1) Establish a brokerage account for receiving and selling securities.
Smart (and well-to-do) donors like to make their larger gifts by donating appreciated stock. Why? Because it’s the most inexpensive way to make a donation.
Say someone bought stock for $1,000 and has seen it grow to $10,000. That person can give the stock to a nonprofit, get a $10,000 tax deduction, never have to pay a capital gains tax (because the gain gets passed to the nonprofit, which is tax exempt), and never have to reach for a checkbook. Meanwhile the donor is chuckling and thinking: “Ha! And it only cost me $1,000 way back when!” Appreciated stock is the perfect asset for charitable giving.
But it only works if the nonprofit has a brokerage account. You don’t want to have a donor call on the last week of the year to talk about a stock gift and not have a way to receive it. So set up an account now with a local financial advisor, who will get you a DTC number – this is the electronic address to which your donor’s broker can direct the stock gift. Yes, you’ll be annoyed at the fees from your broker for the eventual sale of the donated stock. But without an account, you won’t ever get the stock at all. Set it up. Now.
2) Create a “Donate Now” button on your website – and put it on your home page.
A surprising number of nonprofits don’t have a button on their website for making an on-line gift, or if they do, it’s buried deep within the site. You don’t want to look overly aggressive, you say – it’s not your culture. You want to speak to your mission, rather than to your fundraising. All of which is fine, if you don’t mind people going to your website on December 31, screaming in frustration, and making their gift to another organization instead.
Most on-line donation services that cater to nonprofit donations take a fee – but they do provide an important service, so don’t work yourself up over the cost.
Do take a few minutes to structure the “landing page” so that it looks somewhat like the rest of your site.
Finally, you’ll be given a chance to create gift categories for donors. If you pick small dollar amounts — $25, $50, $75, $100 – that’s exactly what you’ll receive. Start with a dollar amount at the high end of what your donors typically donate, and then work your way down to $50 or so.
3) Put bequest information on your site.
Your donors may be revising their wills tomorrow. Or next week. Or next month. They may not want you to know that they’re including your organization in their estate plans. (According to one study, about 80% of charitable bequests come as surprises to the recipients.) The donors or their lawyers will be going to your site to find information about how to designate a bequest. You should absolutely have that information on your site, with your official name and address. The language there is usually something on the order of:
“I hereby bequeath __________________ (dollar amount or percentage of my estate or residual of my estate after other bequests) to Good Cause, Incorporated, a not-for-profit corporation with its principal place of business at 1 Happy Lane, Anywhere, TN 12345.”

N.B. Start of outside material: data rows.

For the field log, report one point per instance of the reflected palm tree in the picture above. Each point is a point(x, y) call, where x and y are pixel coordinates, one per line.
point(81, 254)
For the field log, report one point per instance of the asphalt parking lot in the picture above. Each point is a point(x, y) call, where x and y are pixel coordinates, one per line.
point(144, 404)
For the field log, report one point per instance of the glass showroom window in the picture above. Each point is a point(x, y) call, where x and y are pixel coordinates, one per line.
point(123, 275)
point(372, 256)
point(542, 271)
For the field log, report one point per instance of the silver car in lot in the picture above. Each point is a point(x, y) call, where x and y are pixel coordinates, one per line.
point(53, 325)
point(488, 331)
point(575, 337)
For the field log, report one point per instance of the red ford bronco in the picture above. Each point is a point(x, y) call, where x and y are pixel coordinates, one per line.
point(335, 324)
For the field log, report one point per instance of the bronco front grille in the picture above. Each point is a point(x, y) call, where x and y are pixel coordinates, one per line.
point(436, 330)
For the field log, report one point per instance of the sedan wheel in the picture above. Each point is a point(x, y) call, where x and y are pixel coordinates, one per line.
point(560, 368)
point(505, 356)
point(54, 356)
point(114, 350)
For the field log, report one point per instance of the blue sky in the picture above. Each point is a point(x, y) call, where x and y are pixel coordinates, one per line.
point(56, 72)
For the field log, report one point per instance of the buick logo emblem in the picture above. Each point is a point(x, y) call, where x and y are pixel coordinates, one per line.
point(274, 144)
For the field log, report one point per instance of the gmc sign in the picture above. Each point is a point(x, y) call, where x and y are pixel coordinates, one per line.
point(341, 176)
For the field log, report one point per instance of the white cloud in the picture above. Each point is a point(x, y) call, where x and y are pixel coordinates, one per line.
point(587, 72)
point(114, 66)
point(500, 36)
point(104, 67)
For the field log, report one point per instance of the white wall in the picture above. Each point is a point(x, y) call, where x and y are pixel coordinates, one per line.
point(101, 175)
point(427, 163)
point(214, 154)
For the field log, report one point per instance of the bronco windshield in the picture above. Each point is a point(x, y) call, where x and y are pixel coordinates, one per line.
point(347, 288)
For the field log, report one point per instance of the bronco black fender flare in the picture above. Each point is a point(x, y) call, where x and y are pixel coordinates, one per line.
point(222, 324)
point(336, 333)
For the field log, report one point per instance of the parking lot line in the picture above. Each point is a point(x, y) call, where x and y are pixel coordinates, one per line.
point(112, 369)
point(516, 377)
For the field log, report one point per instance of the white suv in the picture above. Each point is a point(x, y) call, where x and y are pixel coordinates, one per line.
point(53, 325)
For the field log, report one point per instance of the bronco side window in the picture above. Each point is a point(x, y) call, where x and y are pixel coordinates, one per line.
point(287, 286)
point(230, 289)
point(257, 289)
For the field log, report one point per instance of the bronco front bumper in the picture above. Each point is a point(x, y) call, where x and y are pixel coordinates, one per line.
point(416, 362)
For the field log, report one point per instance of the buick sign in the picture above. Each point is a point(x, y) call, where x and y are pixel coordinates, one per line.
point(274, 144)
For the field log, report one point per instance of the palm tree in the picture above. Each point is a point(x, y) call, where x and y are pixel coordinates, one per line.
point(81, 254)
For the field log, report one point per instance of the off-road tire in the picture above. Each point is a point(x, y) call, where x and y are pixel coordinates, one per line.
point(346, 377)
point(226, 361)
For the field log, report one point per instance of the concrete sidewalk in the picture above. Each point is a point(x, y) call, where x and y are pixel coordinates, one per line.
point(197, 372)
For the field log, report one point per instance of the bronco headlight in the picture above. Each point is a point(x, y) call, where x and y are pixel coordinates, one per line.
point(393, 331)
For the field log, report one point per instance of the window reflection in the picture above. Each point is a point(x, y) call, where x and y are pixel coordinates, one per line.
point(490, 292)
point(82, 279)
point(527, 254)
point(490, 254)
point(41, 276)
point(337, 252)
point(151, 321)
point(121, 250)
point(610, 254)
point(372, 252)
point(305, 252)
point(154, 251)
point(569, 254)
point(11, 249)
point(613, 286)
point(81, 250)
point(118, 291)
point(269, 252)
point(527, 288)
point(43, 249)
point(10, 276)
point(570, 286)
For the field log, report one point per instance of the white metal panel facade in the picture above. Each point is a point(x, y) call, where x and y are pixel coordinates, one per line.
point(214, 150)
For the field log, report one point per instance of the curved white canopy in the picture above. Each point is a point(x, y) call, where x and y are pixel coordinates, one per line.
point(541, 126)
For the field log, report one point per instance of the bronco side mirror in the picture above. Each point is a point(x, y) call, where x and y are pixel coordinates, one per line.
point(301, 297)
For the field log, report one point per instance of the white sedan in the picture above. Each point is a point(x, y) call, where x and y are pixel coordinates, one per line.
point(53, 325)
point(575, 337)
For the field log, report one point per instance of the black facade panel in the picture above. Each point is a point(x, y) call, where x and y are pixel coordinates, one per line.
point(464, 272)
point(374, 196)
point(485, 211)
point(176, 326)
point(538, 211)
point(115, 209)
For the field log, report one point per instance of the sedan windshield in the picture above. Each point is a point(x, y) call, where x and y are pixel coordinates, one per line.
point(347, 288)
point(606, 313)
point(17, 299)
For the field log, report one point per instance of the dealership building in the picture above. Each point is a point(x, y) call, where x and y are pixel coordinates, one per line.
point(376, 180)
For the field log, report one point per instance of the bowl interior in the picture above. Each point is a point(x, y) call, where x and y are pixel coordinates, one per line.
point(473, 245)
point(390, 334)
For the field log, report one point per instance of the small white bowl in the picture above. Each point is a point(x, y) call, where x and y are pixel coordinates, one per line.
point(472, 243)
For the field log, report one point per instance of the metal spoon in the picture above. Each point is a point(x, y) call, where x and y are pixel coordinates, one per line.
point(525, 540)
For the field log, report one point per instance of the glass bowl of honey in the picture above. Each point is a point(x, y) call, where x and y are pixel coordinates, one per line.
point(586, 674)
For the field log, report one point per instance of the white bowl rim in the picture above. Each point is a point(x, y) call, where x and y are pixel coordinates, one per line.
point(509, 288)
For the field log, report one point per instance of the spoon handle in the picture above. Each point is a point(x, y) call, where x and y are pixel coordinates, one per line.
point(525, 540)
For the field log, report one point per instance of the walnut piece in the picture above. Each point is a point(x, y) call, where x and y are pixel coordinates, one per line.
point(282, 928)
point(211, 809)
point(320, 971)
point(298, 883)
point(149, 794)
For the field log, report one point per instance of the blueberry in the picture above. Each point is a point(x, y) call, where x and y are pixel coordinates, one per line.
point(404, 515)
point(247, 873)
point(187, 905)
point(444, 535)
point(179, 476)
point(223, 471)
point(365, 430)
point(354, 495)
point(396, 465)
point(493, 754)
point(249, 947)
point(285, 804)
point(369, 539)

The bequest information doesn’t have to be terribly technical. It simply has to be accurate. And it has to be there.
4) Give staff contact information for donations.
Seems simple, yes? Obvious? So please do it. And better yet, add a photo of the contact person. You want to invite people to call with questions. If you make it too hard for the donor to find someone to talk with, the gift will go elsewhere. Or it won’t go at all.